04.07.2012 Il y a : 2 yrs

Le Parlement européen dit NON à ACTA: une victoire de la mobilisation citoyenne et une obligation de mieux combattre la contrefaçon.

Ce 4 juillet 2012 restera un grand jour dans les annales de la démocratie européenne. C'est en effet la date choisie par le Parlement européen pour rejeter (478 - 39 + et 165 abstentions) le projet d'accord international controversé de lutte contre la contrefaçon, mieux connu par les citoyens et les internautes sous l'acronyme ACTA.

Frédérique Ries, Eurodéputée MR, se félicite de l'esprit d'indépendance dont a su faire preuve le Parlement européen face à la Commission européenne et à la pression de grands groupes industriels. C'est aussi une réponse claire aux préoccupations citoyennes exprimées via une pétition signée par plus de 2.8 millions de personnes, en termes principalement de privation de libertés d'expression et de création. Pour autant, cette mobilisation de la société civile n'a pas vocation de se substituer à la décision politique.
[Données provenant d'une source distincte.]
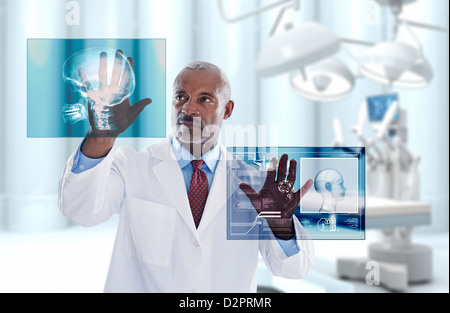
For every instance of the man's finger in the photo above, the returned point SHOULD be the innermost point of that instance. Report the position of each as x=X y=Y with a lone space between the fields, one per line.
x=292 y=172
x=103 y=71
x=126 y=76
x=117 y=69
x=282 y=168
x=271 y=172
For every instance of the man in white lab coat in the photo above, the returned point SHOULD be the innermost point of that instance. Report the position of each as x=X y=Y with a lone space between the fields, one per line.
x=158 y=246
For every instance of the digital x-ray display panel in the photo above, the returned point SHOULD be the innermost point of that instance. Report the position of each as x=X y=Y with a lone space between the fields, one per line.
x=333 y=208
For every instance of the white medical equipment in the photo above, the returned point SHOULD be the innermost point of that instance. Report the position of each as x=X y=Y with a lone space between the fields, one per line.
x=393 y=200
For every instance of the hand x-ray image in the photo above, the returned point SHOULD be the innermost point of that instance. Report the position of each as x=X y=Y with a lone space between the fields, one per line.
x=335 y=185
x=104 y=78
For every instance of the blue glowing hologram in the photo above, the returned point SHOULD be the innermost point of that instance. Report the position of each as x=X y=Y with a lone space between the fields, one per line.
x=74 y=113
x=103 y=77
x=333 y=209
x=335 y=185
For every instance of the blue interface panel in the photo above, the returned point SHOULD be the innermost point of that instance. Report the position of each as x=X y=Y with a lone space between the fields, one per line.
x=333 y=208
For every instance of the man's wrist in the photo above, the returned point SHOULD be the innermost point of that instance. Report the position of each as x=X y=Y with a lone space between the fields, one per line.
x=96 y=147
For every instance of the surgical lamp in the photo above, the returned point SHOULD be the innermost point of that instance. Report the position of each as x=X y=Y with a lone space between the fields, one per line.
x=308 y=49
x=306 y=52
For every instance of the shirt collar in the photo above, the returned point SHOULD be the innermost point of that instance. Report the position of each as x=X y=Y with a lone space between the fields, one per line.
x=183 y=156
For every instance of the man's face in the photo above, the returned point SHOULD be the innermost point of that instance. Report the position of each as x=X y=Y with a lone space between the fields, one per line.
x=199 y=106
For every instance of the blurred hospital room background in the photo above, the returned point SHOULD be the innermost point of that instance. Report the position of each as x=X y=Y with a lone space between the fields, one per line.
x=367 y=47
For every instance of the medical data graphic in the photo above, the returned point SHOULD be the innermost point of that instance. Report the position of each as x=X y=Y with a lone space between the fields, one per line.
x=68 y=78
x=333 y=208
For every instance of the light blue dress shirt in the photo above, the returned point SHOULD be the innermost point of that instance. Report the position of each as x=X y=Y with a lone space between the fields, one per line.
x=82 y=163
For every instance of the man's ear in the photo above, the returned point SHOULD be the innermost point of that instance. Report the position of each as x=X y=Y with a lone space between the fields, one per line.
x=328 y=186
x=228 y=109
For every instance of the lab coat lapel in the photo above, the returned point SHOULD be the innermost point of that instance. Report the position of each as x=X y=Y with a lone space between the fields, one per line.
x=169 y=175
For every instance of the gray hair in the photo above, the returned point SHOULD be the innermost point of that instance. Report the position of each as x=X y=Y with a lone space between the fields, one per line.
x=225 y=83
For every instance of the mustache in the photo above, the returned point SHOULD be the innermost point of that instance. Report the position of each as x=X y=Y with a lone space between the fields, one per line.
x=189 y=118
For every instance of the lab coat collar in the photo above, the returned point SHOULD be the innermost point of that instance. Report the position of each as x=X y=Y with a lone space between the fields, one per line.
x=183 y=156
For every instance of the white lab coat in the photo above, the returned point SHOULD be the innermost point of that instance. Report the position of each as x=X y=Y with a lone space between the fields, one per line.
x=157 y=247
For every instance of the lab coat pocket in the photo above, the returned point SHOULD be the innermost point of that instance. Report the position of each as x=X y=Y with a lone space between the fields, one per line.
x=152 y=227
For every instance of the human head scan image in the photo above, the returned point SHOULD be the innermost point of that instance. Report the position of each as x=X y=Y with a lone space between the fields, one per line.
x=335 y=185
x=333 y=208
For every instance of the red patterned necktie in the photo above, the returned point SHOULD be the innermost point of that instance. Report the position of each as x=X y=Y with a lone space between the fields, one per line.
x=198 y=191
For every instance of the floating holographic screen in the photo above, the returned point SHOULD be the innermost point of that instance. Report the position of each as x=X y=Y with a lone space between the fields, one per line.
x=57 y=107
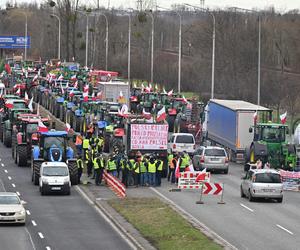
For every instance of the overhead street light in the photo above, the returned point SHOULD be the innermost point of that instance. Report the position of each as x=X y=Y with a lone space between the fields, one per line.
x=213 y=46
x=179 y=46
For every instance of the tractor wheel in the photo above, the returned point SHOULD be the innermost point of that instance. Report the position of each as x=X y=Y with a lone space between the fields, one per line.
x=7 y=138
x=73 y=172
x=36 y=172
x=22 y=155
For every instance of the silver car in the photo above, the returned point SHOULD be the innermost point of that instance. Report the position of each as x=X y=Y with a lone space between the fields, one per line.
x=262 y=183
x=212 y=158
x=11 y=208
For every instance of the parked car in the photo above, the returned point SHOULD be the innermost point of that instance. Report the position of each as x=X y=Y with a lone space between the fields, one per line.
x=212 y=158
x=54 y=177
x=11 y=208
x=262 y=183
x=180 y=142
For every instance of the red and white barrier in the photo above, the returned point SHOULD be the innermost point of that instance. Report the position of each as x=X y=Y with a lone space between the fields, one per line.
x=115 y=185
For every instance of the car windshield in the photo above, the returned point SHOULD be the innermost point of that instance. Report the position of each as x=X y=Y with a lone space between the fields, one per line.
x=9 y=199
x=267 y=178
x=184 y=139
x=55 y=171
x=215 y=152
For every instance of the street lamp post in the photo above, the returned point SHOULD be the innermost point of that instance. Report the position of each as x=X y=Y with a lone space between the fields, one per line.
x=259 y=51
x=213 y=47
x=179 y=47
x=59 y=33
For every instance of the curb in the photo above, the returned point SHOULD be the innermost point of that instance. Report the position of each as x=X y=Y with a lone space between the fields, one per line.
x=127 y=231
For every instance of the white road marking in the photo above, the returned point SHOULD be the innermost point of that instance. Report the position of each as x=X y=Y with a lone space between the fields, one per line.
x=33 y=246
x=248 y=208
x=108 y=220
x=196 y=220
x=284 y=229
x=41 y=235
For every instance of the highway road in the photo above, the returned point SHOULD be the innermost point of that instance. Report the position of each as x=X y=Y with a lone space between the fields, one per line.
x=54 y=221
x=263 y=224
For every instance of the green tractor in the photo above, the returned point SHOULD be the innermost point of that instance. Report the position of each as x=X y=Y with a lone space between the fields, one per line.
x=269 y=145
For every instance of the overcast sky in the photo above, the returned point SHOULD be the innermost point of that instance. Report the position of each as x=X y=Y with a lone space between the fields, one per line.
x=280 y=5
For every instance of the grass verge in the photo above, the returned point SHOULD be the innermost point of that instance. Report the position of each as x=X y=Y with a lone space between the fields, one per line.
x=161 y=225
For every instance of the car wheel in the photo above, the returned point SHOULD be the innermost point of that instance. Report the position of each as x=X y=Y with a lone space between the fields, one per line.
x=242 y=193
x=250 y=196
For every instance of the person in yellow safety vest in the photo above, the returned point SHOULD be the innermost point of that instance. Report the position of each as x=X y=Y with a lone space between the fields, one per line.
x=159 y=165
x=78 y=143
x=151 y=171
x=170 y=165
x=112 y=166
x=143 y=173
x=80 y=167
x=98 y=164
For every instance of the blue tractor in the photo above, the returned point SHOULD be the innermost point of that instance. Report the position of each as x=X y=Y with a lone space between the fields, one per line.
x=53 y=147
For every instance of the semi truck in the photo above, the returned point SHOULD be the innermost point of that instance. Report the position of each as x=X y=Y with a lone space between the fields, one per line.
x=227 y=122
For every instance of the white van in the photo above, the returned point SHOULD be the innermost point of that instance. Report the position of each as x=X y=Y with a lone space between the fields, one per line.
x=54 y=177
x=180 y=142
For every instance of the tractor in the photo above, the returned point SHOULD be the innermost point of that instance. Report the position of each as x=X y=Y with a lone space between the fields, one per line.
x=269 y=145
x=53 y=146
x=24 y=136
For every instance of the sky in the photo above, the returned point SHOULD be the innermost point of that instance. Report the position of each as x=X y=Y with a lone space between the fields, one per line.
x=280 y=5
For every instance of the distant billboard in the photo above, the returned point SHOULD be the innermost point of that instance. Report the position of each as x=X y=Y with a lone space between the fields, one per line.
x=14 y=42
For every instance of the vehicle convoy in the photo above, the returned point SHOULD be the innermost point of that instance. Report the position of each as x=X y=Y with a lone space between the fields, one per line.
x=227 y=123
x=269 y=145
x=53 y=147
x=54 y=177
x=24 y=136
x=262 y=183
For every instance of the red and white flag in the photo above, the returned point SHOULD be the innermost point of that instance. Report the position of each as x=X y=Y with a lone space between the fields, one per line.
x=68 y=127
x=9 y=104
x=146 y=115
x=170 y=93
x=161 y=115
x=85 y=96
x=42 y=127
x=30 y=104
x=201 y=176
x=283 y=118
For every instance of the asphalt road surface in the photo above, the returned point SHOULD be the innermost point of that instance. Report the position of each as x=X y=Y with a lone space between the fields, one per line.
x=53 y=221
x=263 y=224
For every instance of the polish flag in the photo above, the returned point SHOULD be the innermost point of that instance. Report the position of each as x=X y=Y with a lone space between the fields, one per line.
x=9 y=104
x=42 y=127
x=60 y=78
x=146 y=115
x=86 y=88
x=71 y=94
x=283 y=118
x=201 y=176
x=30 y=104
x=85 y=96
x=161 y=115
x=99 y=95
x=170 y=93
x=26 y=98
x=68 y=127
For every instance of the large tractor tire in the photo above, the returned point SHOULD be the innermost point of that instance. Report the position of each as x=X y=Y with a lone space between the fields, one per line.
x=22 y=155
x=36 y=167
x=73 y=170
x=7 y=138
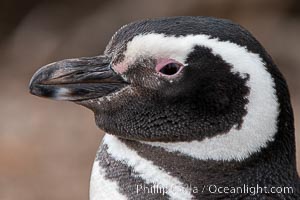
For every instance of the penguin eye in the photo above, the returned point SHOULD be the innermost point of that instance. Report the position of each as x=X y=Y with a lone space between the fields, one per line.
x=170 y=69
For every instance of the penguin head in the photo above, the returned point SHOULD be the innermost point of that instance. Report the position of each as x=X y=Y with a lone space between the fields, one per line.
x=174 y=79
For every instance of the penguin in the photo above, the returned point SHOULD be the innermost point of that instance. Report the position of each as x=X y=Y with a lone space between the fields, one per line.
x=192 y=107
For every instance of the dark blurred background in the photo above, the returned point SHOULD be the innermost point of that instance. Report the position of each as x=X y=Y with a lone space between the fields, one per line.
x=47 y=147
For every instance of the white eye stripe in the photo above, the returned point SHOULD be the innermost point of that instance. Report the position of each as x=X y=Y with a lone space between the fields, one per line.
x=260 y=123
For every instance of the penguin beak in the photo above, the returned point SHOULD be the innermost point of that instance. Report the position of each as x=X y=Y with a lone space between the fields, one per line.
x=76 y=79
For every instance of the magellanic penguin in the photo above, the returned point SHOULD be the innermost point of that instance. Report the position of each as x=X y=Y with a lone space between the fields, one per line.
x=192 y=107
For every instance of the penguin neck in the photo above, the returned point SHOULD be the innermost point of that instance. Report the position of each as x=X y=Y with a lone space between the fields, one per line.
x=259 y=168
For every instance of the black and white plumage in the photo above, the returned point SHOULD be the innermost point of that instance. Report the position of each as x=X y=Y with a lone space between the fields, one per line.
x=185 y=101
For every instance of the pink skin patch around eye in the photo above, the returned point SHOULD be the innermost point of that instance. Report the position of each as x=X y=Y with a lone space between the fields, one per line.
x=163 y=62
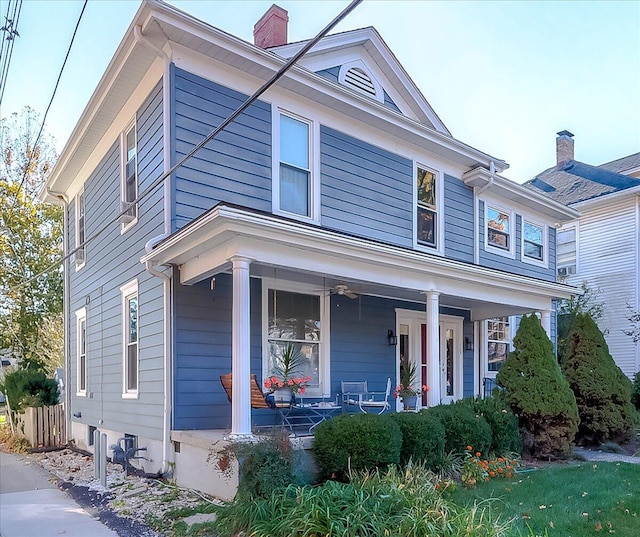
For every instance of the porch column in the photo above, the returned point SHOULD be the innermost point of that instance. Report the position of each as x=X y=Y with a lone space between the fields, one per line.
x=433 y=347
x=545 y=320
x=240 y=350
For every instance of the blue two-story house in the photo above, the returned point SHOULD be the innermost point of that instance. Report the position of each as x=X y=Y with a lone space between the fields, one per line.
x=336 y=213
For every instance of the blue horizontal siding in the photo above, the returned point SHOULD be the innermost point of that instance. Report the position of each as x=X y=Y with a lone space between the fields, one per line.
x=365 y=190
x=235 y=167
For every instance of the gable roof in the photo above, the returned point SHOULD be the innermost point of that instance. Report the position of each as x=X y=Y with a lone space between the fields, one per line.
x=576 y=181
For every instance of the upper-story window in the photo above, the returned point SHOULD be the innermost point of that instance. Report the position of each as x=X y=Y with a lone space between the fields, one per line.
x=130 y=316
x=129 y=157
x=80 y=254
x=566 y=252
x=295 y=179
x=427 y=207
x=499 y=229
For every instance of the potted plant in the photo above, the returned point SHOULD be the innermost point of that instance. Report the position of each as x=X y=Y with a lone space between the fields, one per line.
x=406 y=389
x=284 y=384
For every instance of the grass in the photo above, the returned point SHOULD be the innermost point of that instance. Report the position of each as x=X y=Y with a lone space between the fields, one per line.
x=582 y=499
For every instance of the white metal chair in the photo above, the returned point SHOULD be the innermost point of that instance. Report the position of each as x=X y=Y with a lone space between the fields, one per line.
x=357 y=393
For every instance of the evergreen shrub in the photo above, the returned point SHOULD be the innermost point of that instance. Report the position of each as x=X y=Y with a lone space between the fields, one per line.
x=422 y=438
x=463 y=427
x=602 y=390
x=535 y=389
x=356 y=442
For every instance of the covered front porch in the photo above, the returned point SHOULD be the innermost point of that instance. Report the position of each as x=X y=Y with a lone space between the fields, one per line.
x=248 y=282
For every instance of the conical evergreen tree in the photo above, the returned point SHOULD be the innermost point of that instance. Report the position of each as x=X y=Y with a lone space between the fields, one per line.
x=602 y=390
x=538 y=394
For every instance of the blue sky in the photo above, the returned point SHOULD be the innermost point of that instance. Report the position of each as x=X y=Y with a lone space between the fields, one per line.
x=504 y=76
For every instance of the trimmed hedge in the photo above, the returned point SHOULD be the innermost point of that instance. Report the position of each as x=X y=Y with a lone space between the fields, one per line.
x=356 y=442
x=422 y=438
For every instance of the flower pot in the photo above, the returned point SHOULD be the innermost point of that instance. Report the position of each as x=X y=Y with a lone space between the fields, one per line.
x=282 y=397
x=410 y=403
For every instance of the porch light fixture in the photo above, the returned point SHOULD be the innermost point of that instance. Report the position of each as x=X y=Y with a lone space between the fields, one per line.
x=393 y=339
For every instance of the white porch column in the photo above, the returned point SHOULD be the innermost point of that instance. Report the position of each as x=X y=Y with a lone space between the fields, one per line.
x=545 y=320
x=240 y=350
x=433 y=347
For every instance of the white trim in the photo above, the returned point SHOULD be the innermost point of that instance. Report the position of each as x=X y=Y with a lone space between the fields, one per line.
x=506 y=252
x=439 y=246
x=81 y=316
x=544 y=262
x=128 y=290
x=324 y=350
x=132 y=125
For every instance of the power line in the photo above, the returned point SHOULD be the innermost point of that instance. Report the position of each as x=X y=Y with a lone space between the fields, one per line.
x=55 y=89
x=286 y=67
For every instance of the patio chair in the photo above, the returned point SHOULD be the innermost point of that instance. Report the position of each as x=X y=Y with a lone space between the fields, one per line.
x=357 y=393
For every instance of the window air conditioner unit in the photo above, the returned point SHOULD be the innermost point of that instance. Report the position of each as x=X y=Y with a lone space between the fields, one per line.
x=125 y=217
x=78 y=256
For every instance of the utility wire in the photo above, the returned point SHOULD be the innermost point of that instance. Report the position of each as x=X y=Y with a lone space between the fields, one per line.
x=286 y=67
x=55 y=89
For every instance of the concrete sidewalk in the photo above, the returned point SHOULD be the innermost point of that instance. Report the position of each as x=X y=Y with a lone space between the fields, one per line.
x=31 y=506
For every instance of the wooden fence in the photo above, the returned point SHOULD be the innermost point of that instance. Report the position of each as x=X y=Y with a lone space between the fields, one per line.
x=44 y=426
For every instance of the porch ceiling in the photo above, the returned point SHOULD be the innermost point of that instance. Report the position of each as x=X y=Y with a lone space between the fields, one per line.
x=305 y=253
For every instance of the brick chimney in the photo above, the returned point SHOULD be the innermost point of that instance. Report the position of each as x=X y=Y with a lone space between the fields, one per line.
x=564 y=148
x=271 y=29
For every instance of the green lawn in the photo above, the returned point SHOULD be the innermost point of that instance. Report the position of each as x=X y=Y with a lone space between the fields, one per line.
x=576 y=500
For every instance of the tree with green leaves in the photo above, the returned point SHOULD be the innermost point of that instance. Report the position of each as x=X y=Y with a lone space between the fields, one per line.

La députée libérale a précisé en plénière ce midi les raisons de son vote contre ACTA:

"L'erreur principale des initiateurs d'ACTA a été de 'penser global'. Alors qu'à l'évidence on ne protège pas une chanson ou un film du téléchargement illégal de la même manière que l'on protège les citoyens contre la contrefaçon des médicaments!"

Et de décliner 2 leçons à retenir pour le futur: la lutte contre la contrefaçon est plus que jamais d'actualité et mérite une réponse mondiale. Elle représente avant tout une menace pour la compétitivité et l'emploi en Europe, et trop souvent un danger pour la santé des citoyens européens:

"Dire NON aujourd'hui à ACTA,  c'est  appeler à ce que l'Union européenne parle d'une seule voix pour une rétribution juste des créateurs, en séparant clairement le monde numérique des biens tangibles. Cinq Etats membres dont l'Allemagne et les Pays-Bas ne sont même pas signataires de l'accord. Dire NON, enfin, c'est appeler à une négociation la plus transparente et la plus large possible avec la Chine et l'Inde, les deux Etats qui sont les plus laxistes en matière de produits contrefaits. Une contrefaçon qui, il faut le rappeler,  coûte 100.000 emplois à l'Europe chaque année!"